Background The effectiveness of open carpal tunnel release (OCTR) in treating carpal tunnel syndrome (CTS) is well known. However, the role of ancillary external neurolysis of the median nerve is not well-documented. The Boston carpal tunnel questionnaire (BCTQ) is a commonly used disease-specific outcome instrument for CTS, which is validated across major languages of the world. No such validated Hindi version of BCTQ exists.

Objectives To analyze and compare the long-term outcome in patients who underwent OCTR alone and OCTR with external neurolysis of the median nerve, using BCTQ–Hindi version, while checking its validity.

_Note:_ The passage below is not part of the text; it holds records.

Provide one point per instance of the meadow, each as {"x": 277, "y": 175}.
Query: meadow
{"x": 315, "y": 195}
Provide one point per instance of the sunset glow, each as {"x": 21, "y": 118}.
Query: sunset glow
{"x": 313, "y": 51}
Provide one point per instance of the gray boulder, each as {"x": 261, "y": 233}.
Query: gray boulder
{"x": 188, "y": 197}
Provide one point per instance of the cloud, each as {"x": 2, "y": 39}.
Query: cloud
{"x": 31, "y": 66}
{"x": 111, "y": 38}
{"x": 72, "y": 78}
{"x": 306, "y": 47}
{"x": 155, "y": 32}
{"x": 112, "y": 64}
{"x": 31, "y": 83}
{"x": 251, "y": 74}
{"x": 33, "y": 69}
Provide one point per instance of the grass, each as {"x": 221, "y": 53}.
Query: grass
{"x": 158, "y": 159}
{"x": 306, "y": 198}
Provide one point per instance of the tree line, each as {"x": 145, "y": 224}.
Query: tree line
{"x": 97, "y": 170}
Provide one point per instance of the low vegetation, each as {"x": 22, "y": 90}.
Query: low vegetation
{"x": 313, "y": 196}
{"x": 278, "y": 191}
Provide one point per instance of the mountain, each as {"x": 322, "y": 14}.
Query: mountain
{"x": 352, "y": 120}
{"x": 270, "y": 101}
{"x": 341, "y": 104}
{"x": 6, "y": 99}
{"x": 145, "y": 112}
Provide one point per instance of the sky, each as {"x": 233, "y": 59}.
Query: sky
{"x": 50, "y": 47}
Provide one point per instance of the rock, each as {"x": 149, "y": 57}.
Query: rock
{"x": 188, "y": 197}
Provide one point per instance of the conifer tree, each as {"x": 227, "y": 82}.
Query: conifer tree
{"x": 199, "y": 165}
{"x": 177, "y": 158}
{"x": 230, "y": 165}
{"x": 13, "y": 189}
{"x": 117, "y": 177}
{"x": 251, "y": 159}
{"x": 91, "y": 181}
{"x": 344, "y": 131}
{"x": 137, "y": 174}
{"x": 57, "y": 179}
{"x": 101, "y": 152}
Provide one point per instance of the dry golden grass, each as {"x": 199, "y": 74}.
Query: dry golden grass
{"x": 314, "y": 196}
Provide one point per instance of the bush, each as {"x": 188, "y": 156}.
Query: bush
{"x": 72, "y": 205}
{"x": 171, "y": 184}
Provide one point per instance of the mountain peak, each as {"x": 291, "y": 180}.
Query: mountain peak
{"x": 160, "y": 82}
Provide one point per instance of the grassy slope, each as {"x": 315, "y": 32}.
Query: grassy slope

Materials and Methods A retrospective, cross-sectional study was conducted at a tertiary care institute. The BCTQ was translated into Hindi language by a language expert. Eighty-four consecutive patients who underwent either unilateral/bilateral OCTR, with or without external neurolysis of the median nerve, between 2009 and 2019 were included in the study. Outcome analysis was done using BCTQ–Hindi version and patient satisfaction scoring. BCTQ–Hindi version was examined for statistical validity. Subgroup analysis of the outcome based on surgical technique (OCTR vs. OCTR with external neurolysis) used was carried out.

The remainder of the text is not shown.